Amartya Sen, Ph.D., the Nobel Prize-winning economist and Harvard professor, arrived at Fordham’s Rose Hill campus after students had begun to leave for Easter break.
Even so, his April 16 lecture at the Walsh Library saw dozens sitting on the floor and dozens more standing in the back of the Flom Auditorium.
Sen is an economist, but his appearance attracted students of philosophy, music, and business, as well as students from other area colleges. His work on poverty, gender inequality, Indian history, and philosophy all played a role in his talk, “Why Do We Tolerate Poverty in a Rich World?”
Sen said he first encountered poverty as a child when the Bengal Famine of 1943 filled the region’s streets with the starving. Of the many horrors he witnessed, none struck him more than when he gave a banana to an “extremely emaciated woman with a severely skinny child on her lap.” The woman instinctively put the banana in her mouth before spitting it out, bursting into a piercing cry, and then giving the banana to her child.
“We’re no longer human beings,” she told Sen. “Our instincts are worse than animals.”
Sen said the instinctual inhumanity on the part of the starving is mirrored by an inhumanity within middle and upper classes capable of ignoring the situation.
“How do so many secure people come to terms with the gruesomeness surrounding them?” he asked.
He said that ignorance certainly helps alleviate responsibility for some. But there are others who believe that humans are “basically self-centered creatures” and that those hoping for change are “hopelessly romantic.”
Those who accept the “hypothesis of intractability” should be reminded that massive-scale poverty was brought under control in Europe, Asia, the United States, and more recently in Latin America, he said.
Even though India’s average income today is about five times what it was under the British Raj, the poverty is far more intense, he said. Despite the fact that 300 million people make up a thriving middle class, the country still lags in providing education and healthcare to its citizens.

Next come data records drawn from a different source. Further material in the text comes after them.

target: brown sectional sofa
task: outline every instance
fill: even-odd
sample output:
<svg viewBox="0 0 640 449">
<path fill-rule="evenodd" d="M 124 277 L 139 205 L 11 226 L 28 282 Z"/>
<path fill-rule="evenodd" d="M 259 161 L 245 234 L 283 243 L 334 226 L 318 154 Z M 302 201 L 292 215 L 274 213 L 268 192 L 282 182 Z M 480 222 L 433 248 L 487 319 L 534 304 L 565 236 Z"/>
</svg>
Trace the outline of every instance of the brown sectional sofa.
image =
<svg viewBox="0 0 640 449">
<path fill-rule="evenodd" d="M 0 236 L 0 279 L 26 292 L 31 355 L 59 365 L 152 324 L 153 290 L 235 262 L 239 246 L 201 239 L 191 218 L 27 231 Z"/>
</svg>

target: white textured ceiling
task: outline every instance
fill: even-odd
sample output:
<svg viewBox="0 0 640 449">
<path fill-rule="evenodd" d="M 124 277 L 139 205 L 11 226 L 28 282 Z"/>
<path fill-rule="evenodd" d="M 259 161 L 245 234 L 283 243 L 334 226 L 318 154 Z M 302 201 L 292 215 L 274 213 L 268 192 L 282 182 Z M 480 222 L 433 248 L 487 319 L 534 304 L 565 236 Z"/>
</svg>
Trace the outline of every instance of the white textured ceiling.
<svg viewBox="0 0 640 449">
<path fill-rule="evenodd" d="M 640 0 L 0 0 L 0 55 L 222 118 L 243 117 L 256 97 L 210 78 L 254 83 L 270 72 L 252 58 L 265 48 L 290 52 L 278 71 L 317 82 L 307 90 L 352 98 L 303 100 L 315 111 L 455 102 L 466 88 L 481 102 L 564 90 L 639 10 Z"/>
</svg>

“There is very little understating how out-of-line India is compared to other developing nations,” he said.
Many blame the country’s ancient caste system, he said. (When a caste system in the Indian state of Kerala was upended after protests spurred changes, the state developed some of the best benefits in education and healthcare in the country.)
But such a conclusion would be inadequate, he said, as the impact of the traditional caste system is “contingent on the nature of the politics of development.”
The caste system, however, has muddied the focus of public reasoning, he said—for which he laid a lion’s share of the blame on the mainstream national media.
“The silence of the media on the persistence of deprivation has been deafening,” he said. “It has played a gigantic role in keeping India grossly uninformed.”
He said that with India being the world’s largest democracy, media coverage of the problem is key to solving the problem. But coverage has been “distorted” as newspapers grumble about handouts and include angry reproaches on “fiscal irresponsibility.” Sen’s own economic analysis concludes that more subsidies go toward the rich than to the poor.
“As media denounces subsidies to the poor, the country has missed out on the lessons of the so-called Asian experiences,” he said. “India is falling behind in living conditions even as it overtakes its competition in growth.”
He noted that Japan and South Korea made skillful use of advancements in education and healthcare to bring economic growth to their countries. And China can address issues like healthcare with breathtaking speed using a totalitarian approach, he said. As a democracy, India can and should make the case for change to its millions of voters.
“There is nothing authoritarian about providing healthcare, and it’s the practice of democracy that will allow us to analyze it,” he said. “India is a democracy. When the problems are harder to understand, they need to be focused on by the media, and that’s critical.”